Si cela vous semble relever des principes fondamentaux de la gestion, c'est tout à fait exact. Mais il s'agit ici de principes appliqués spécifiquement à la gestion des risques. Le principe de Deming, “ Tout travail est un processus ”, soulève une question essentielle qu'il convient de se poser : quel est le processus d'identification et de gestion des risques ?

Si vous pensez que tout le monde connaît la réponse parce qu'elle est facile et évidente, essayez d'y répondre vous-même. Si votre réponse vous convient, demandez l'avis de quelques-uns de vos abonnés et voyez ce qu'ils en pensent. 

“ Je me contente de regarder autour de moi ” n'est pas une façon de gérer quelque chose “ avec compétence et précaution ”. Vous le savez.

À mon avis, les réponses à cette question ne seront ni faciles ni évidentes. La plupart des dirigeants sont dans le même cas.

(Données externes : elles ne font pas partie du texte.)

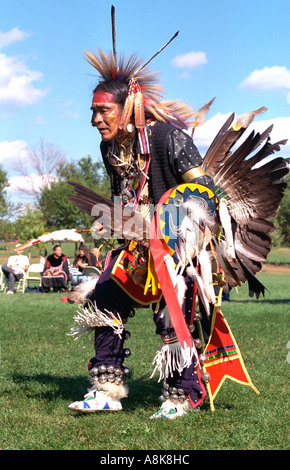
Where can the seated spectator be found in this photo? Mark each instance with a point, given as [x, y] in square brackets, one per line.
[15, 268]
[84, 258]
[55, 274]
[100, 259]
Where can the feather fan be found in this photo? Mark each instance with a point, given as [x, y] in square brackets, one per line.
[253, 190]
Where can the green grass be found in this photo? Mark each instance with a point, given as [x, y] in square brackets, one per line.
[42, 370]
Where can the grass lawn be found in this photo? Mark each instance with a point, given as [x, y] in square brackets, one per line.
[42, 370]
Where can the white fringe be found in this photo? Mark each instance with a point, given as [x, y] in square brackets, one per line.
[89, 318]
[206, 274]
[171, 357]
[116, 392]
[227, 227]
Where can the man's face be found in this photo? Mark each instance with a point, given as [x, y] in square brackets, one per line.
[106, 116]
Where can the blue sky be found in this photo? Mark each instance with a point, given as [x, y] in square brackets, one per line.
[237, 52]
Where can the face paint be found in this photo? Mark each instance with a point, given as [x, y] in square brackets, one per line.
[106, 115]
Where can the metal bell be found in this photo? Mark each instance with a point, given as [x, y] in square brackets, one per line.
[165, 385]
[127, 352]
[118, 380]
[102, 369]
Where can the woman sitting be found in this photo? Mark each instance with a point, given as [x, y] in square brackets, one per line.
[84, 258]
[55, 272]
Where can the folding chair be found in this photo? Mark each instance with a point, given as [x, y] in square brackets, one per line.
[33, 274]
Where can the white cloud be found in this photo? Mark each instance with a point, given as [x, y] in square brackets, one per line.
[268, 79]
[11, 36]
[10, 151]
[18, 183]
[190, 60]
[17, 83]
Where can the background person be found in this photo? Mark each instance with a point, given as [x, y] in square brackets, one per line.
[15, 268]
[84, 258]
[56, 273]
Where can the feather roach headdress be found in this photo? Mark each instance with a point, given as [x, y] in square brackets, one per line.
[144, 90]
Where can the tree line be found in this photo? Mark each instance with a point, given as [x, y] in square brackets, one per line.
[51, 208]
[46, 185]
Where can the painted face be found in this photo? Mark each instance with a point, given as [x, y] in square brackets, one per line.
[106, 116]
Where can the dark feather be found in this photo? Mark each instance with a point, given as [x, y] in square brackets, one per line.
[115, 219]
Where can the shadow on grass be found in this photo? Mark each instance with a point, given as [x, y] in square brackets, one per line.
[142, 390]
[251, 300]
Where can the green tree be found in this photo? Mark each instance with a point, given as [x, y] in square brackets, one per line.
[54, 201]
[29, 224]
[283, 216]
[88, 173]
[3, 197]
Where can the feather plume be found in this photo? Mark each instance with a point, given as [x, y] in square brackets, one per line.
[193, 274]
[200, 115]
[253, 191]
[82, 291]
[245, 119]
[139, 112]
[115, 219]
[206, 274]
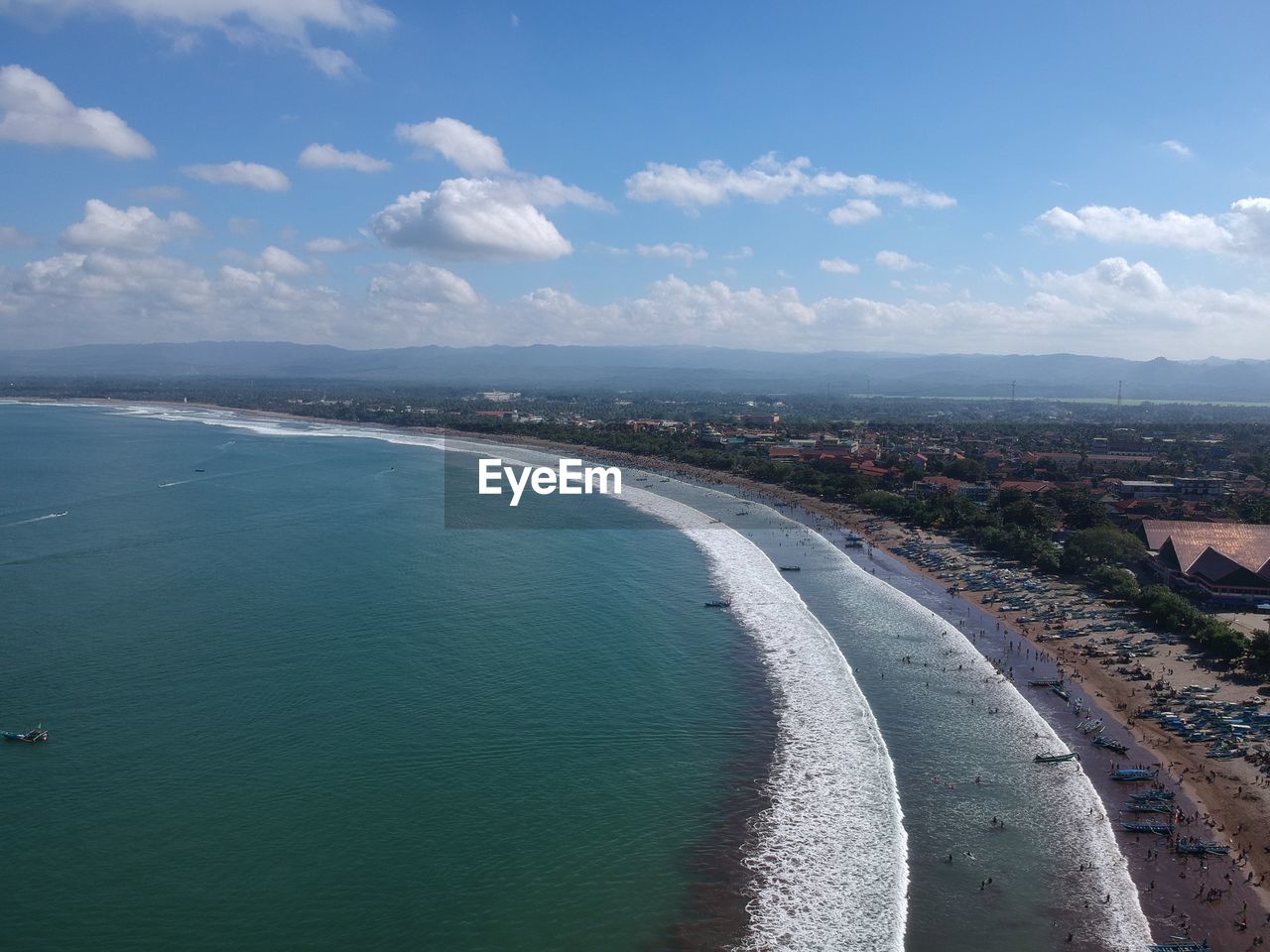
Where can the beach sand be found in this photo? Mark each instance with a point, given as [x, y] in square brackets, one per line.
[1229, 800]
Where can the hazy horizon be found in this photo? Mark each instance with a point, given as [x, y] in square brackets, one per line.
[376, 176]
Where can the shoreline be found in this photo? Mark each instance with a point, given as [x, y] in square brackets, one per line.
[1223, 798]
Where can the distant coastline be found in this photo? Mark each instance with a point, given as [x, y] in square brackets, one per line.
[1093, 685]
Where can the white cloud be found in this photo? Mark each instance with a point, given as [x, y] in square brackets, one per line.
[853, 212]
[37, 113]
[481, 218]
[238, 173]
[136, 229]
[471, 150]
[897, 262]
[1245, 230]
[326, 157]
[679, 250]
[278, 261]
[264, 23]
[329, 246]
[13, 238]
[766, 179]
[1111, 307]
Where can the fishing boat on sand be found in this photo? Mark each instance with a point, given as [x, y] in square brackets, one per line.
[1100, 742]
[33, 737]
[1056, 758]
[1155, 793]
[1133, 774]
[1199, 847]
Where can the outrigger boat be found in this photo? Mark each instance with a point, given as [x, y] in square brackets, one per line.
[1133, 774]
[1100, 742]
[1148, 806]
[1157, 793]
[1201, 847]
[35, 737]
[1056, 758]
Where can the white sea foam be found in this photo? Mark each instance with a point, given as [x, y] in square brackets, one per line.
[1080, 824]
[830, 853]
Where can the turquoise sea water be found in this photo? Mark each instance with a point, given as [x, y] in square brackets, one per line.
[295, 705]
[289, 710]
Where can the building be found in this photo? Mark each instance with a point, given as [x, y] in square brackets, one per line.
[1220, 561]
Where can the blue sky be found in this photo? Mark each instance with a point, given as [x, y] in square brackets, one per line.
[973, 177]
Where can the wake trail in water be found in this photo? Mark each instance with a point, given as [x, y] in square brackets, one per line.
[39, 518]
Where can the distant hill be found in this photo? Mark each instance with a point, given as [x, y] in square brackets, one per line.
[676, 368]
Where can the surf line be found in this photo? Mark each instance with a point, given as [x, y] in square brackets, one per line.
[830, 855]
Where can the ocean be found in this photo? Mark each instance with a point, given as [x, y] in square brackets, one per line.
[299, 698]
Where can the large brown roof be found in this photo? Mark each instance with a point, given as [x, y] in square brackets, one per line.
[1211, 547]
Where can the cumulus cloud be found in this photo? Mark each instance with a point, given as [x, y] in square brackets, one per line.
[495, 220]
[266, 23]
[37, 113]
[1111, 307]
[326, 157]
[769, 180]
[897, 262]
[679, 250]
[1245, 229]
[329, 246]
[853, 212]
[136, 229]
[471, 150]
[278, 261]
[238, 173]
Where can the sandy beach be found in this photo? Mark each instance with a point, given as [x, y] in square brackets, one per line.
[1222, 898]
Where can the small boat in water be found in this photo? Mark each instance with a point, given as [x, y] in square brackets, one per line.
[1056, 758]
[36, 737]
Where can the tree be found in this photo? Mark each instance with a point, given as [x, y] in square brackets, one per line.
[1101, 544]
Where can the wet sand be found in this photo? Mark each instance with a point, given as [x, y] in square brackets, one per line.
[1225, 800]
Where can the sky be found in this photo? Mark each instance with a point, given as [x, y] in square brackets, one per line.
[901, 177]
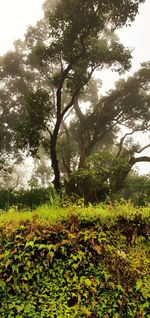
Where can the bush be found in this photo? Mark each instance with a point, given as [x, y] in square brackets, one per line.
[81, 266]
[24, 198]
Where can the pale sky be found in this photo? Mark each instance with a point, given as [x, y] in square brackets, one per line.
[16, 15]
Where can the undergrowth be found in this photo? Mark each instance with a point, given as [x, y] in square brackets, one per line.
[75, 262]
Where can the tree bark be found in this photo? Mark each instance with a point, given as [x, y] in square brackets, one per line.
[55, 163]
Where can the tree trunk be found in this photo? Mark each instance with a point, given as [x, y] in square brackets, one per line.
[55, 163]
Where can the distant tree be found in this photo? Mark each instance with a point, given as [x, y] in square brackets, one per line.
[47, 74]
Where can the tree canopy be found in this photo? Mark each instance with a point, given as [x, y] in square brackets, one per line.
[51, 75]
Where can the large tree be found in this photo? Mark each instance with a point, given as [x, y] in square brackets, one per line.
[44, 77]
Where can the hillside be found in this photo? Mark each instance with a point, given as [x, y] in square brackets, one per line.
[75, 262]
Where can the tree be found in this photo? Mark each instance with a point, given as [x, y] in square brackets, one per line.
[48, 72]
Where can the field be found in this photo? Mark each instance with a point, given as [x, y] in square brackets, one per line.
[73, 261]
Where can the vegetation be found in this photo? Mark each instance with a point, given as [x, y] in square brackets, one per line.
[75, 262]
[51, 75]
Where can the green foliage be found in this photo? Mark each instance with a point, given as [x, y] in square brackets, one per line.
[99, 174]
[81, 266]
[30, 198]
[137, 189]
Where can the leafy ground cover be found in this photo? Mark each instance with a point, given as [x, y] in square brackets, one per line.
[75, 262]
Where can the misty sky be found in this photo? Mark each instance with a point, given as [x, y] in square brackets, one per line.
[16, 15]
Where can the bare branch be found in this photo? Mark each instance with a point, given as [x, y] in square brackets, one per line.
[145, 147]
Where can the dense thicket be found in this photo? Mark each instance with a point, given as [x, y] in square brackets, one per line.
[93, 263]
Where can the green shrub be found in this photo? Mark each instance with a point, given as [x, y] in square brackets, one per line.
[81, 266]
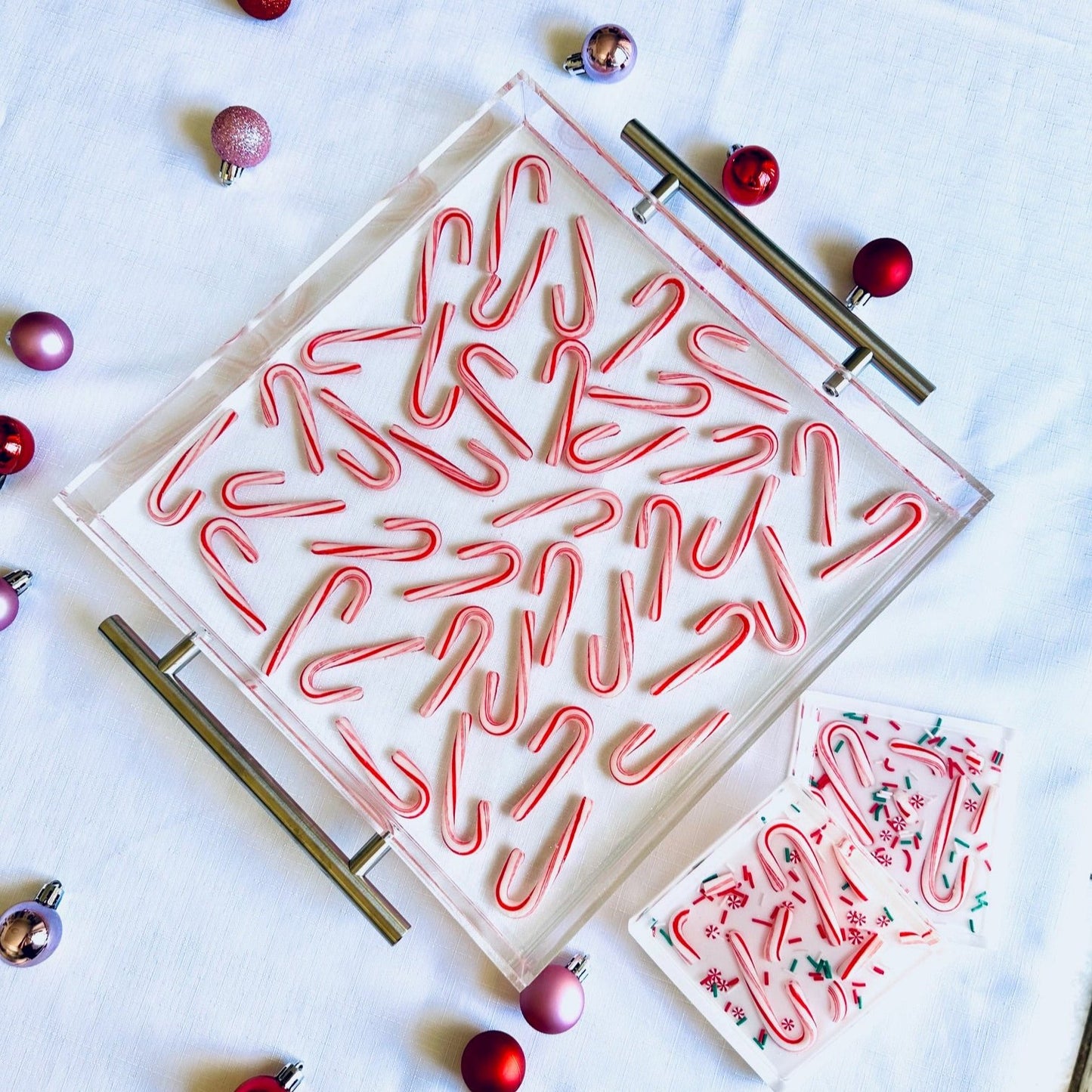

Si vous ne comprenez pas ce processus, comment pouvez-vous bien le gérer ?

Obtenir plus d'aide

Depuis plus de vingt ans, nous enseignons à des publics du monde entier la réponse à la question “ Quelle est la procédure pour identifier et gérer les risques ? ” Se faire aider par quelqu’un qui enseigne cette procédure – et explique pourquoi les choses ordinaires doivent être traitées avec précaution – n’est qu’un exemple supplémentaire de délégation.

Bien gérer les risques est un défi de sécurité important. Vous n'êtes pas obligé de le relever seul.